HONOLULU – The Department of Public Safety is pleased to announce the selection of Ruth Coller Forbes as warden of Kulani Correctional Facility, effective Dec. 1, 2013.
“Ruth has a broad knowledge of corrections and management. She is a valuable asset to the department and is committed to carrying out our mission,” said Public Safety Director Ted Sakai. “I am confident Kulani will benefit from her leadership and years of experience.”
Ruth has been with the Department of Public Safety since June 1995. She worked as an Adult Corrections Officer at the Women’s Community Correctional Center until 1998. From 1998 to 2000 she served as a Human Services Professional at the Hawaii Intake Service Center. From 2000 to 2006 she worked at the Hawaii Community Correctional Center (HCCC) as a Human Services Professional. In January 2006 she rose to the rank of Corrections Supervisor at HCCC.
As a Corrections Supervisor, she is responsible for inmate programming, classification and services at HCCC. Ruth is a key member of a team that implemented many innovative programs such as E Hoopili Hou (Supporting Keiki of Incarcerated Parents), Job Readiness, and Mentoring. She is also an active member of the Going Home Consortium, a group of public and private agencies that develop and implement programs in the community for offenders on the Big Island.
Ruth has a B.A. in sociology from the College of St. Benedict, Minnesota, and a masters in Criminal Justice Administration from Chaminade University.
As warden, Ruth will be instrumental in the re-opening of Kulani which is scheduled for July 1, 2014.
“Ruth will be jumping right in to her role as Warden,” said Deputy Director for Corrections Max Otani. “The priority in the next 6 months, as we prepare for the official re-opening of Kulani, will be to hire all the staff, establish and test operational policies and procedures, and organize the purchase of equipment and supplies.”

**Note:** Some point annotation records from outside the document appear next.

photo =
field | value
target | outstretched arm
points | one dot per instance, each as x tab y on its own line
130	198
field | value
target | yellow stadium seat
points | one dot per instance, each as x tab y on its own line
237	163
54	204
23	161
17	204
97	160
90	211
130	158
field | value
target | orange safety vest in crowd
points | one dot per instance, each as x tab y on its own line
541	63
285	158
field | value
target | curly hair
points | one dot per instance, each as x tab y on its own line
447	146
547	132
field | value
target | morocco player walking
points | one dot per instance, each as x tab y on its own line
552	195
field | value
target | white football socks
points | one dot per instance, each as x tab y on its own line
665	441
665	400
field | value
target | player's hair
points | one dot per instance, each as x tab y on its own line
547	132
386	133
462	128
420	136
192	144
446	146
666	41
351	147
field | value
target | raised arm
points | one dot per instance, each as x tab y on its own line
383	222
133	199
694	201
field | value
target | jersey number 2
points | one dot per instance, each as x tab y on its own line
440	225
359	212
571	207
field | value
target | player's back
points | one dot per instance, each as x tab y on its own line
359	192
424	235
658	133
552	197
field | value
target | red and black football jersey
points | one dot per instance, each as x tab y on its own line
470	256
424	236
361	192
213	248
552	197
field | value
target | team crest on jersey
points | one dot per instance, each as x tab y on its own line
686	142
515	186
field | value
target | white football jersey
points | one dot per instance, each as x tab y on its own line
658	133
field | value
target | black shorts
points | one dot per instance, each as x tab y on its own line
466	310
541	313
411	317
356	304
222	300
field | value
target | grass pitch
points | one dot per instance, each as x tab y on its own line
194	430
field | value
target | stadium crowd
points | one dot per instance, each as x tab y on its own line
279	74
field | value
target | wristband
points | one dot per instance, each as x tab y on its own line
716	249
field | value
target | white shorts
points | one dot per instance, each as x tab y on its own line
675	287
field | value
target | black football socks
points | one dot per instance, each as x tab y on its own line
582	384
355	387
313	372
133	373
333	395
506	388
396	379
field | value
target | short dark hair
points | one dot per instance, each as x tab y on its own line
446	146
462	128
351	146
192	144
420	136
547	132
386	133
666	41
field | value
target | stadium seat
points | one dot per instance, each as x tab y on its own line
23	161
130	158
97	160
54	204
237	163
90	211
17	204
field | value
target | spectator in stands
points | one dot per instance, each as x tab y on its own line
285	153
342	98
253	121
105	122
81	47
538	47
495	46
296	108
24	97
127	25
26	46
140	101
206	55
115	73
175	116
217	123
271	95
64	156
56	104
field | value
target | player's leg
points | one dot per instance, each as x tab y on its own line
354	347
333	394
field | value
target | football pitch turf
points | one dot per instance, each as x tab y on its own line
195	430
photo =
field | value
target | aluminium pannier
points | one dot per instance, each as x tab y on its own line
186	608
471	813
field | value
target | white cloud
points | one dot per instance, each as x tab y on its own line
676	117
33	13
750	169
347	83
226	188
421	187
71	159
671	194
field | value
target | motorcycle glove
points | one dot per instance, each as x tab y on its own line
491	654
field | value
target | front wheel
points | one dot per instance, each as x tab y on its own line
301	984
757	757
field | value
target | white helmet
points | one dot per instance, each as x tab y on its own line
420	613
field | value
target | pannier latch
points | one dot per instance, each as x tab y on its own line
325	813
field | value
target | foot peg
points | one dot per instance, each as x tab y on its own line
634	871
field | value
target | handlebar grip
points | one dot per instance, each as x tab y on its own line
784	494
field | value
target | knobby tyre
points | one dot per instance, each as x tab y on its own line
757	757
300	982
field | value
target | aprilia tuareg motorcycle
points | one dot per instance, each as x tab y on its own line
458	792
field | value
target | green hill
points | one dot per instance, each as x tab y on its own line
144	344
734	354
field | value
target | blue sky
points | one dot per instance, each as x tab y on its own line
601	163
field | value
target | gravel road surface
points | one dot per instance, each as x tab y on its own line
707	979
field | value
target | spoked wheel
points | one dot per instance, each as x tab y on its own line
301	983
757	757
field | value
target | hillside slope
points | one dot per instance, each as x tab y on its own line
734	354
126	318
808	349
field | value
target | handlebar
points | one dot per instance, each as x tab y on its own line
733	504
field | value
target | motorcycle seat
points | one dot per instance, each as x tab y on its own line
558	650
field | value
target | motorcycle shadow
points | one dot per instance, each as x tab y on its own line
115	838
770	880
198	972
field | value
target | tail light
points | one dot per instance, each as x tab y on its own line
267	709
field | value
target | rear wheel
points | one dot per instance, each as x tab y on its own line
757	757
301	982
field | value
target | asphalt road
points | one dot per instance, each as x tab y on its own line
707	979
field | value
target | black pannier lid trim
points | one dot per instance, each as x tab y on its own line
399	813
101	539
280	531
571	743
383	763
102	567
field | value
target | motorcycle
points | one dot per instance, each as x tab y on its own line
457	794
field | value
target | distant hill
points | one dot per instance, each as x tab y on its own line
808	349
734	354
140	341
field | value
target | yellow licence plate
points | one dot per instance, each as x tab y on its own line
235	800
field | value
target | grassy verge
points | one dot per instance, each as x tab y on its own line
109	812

The facility will also be getting new kitchen equipment and undergo other minor repairs. The electrical upgrades suggested in the Environmental Assessment are currently underway.
Kulani will staff 96 full-time positions and will accommodate approximately 200 low-risk inmates.
The reactivation of Kulani will help with the Abercrombie Administration’s goal to bring out-of-state prisoners back to Hawaii. This goal is consistent with Hawaii’s participation in the Justice Reinvestment Initiative which began over a year ago. The JRI strategy is a “data-driven” plan to reduce spending on corrections, reinvest savings generated in strategies that would reverse crime trends and eventually bring inmates housed in Arizona back to Hawaii.